Le gouvernement allemand « reste fidèle à sa position sur les pompes à chaleur : les objectifs grandioses sont manqués de loin », a déclaré Thorsten Frei, coordinateur parlementaire de l’Union chrétienne-démocrate (CDU) au Bundestag, qualifiant les objectifs de « coûteux et inefficaces ».

Les principaux acteurs du marché allemand des pompes à chaleur, dont beaucoup ne sont pas cotés en bourse, hésitent à commenter leurs attentes pour 2024.

Le producteur de pompe à chaleur Vaillant n’a pas répondu à notre demande de commentaire.

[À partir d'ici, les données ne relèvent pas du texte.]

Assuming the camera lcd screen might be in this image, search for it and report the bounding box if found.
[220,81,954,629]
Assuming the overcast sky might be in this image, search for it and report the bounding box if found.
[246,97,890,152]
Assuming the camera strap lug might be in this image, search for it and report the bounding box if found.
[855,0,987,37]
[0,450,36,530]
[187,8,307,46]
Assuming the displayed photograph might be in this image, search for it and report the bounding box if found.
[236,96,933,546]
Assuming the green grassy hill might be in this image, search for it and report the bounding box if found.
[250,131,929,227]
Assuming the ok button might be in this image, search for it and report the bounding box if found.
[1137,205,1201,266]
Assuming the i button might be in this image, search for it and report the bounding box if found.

Viessmann, récemment racheté par le géant américain Carrier, est désormais coté en bourse et a déclaré ne pas pouvoir faire de commentaires avant le 6 février.

LeFrankfurter Allgemeine Zeitung (FAZ) a rapporté que Stiebel Eltron réglait les demandes concernant les heures supplémentaires et envisageait de réduire ses effectifs.